Companheiros na busca por conhecimento
Conforme o psicólogo Carlos Eduardo de Souza Gonçalves, supervisor de ensino do Colégio Universitário, em Londrina, a teoria da psicologia sociocultural, do pensador russo Lev Vygotsky, explica bem como funciona a mediação da cultura no mundo atual.

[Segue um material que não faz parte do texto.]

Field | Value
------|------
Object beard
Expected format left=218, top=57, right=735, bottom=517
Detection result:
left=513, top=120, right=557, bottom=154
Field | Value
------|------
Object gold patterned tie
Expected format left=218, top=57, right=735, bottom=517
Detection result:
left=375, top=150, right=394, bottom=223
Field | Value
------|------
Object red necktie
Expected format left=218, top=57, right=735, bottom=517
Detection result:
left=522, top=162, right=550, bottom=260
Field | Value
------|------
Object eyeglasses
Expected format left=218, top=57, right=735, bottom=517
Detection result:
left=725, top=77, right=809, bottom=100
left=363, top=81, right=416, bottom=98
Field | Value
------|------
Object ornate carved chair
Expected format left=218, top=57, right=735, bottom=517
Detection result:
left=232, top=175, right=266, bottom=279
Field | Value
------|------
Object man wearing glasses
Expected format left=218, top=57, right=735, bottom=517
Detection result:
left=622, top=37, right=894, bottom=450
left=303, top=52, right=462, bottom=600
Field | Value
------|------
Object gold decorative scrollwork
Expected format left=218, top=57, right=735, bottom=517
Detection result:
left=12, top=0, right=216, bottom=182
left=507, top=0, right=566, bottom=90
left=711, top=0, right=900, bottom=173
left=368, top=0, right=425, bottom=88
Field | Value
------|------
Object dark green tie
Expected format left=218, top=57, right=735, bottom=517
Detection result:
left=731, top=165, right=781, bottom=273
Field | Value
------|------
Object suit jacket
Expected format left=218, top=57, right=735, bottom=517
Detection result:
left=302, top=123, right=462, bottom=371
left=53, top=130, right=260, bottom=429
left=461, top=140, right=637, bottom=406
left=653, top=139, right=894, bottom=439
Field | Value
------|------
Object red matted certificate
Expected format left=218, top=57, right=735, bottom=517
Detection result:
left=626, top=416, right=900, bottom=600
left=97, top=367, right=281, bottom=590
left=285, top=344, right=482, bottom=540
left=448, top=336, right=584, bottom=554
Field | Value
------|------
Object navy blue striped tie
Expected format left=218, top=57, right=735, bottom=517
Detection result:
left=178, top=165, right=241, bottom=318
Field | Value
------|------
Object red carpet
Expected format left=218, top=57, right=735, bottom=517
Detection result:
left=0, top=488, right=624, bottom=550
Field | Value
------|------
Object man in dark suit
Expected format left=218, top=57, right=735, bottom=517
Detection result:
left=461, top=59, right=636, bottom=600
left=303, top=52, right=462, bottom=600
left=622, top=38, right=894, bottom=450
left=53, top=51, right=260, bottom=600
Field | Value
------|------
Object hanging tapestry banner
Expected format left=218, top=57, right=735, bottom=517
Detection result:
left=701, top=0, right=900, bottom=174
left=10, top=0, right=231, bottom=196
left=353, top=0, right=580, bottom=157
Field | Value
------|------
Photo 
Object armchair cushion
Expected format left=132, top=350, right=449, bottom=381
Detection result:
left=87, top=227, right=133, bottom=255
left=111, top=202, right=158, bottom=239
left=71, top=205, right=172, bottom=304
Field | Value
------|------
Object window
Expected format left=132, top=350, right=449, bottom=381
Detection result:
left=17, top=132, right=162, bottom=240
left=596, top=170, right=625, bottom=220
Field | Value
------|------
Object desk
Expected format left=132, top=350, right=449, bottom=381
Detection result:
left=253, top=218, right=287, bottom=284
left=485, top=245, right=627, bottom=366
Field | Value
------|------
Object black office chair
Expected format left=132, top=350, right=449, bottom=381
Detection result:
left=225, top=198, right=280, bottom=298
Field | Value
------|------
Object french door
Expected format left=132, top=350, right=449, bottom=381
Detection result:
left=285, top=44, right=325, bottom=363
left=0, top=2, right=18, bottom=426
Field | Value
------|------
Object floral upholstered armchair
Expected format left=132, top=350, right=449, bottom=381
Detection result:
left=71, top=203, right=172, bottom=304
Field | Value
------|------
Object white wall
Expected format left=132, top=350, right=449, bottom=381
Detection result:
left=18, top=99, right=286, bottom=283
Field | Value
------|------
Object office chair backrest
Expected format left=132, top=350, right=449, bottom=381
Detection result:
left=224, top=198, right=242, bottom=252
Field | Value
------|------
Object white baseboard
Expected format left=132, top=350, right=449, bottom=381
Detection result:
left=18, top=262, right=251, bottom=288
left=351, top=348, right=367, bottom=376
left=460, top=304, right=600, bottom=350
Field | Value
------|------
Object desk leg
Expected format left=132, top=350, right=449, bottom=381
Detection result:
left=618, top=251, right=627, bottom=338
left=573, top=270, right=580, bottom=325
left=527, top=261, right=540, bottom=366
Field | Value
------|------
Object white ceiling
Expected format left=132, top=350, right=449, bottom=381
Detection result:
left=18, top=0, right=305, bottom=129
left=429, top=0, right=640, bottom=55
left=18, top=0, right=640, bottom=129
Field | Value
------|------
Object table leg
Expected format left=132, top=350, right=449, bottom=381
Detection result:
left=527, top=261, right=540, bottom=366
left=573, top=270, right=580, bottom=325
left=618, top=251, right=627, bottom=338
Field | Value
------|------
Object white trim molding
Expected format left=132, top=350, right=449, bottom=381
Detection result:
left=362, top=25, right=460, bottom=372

Para Vygotsky, todo ser humano aprende quando em contato com a realidade.
Ele coloca a sociedade entre o sujeito e o objeto, diferente de Piaget, que defendia o contato direto entre sujeito e objeto e nunca se dobrou sobre o papel da sociedade na trasmissão do conhecimento, diz o psicólogo.
Isso significa que, tradicionalmente, apenas os adultos, os mais velhos, podiam apresentar o mundo às crianças, porque os pequenos não eram capazes de produzir ensinamentos.
Numa época sem tv a cabo nem internet, a leitura era a única fonte de informação, e como a liguagem era mais rebuscada e abstrata, só os adultos, na escola e em casa, eram capazes de traduzir as informações para as crianças, lembra Gonçalves. Mas como o acesso à informação, hoje, é global, desde pequena a criança é um agente de conhecimento.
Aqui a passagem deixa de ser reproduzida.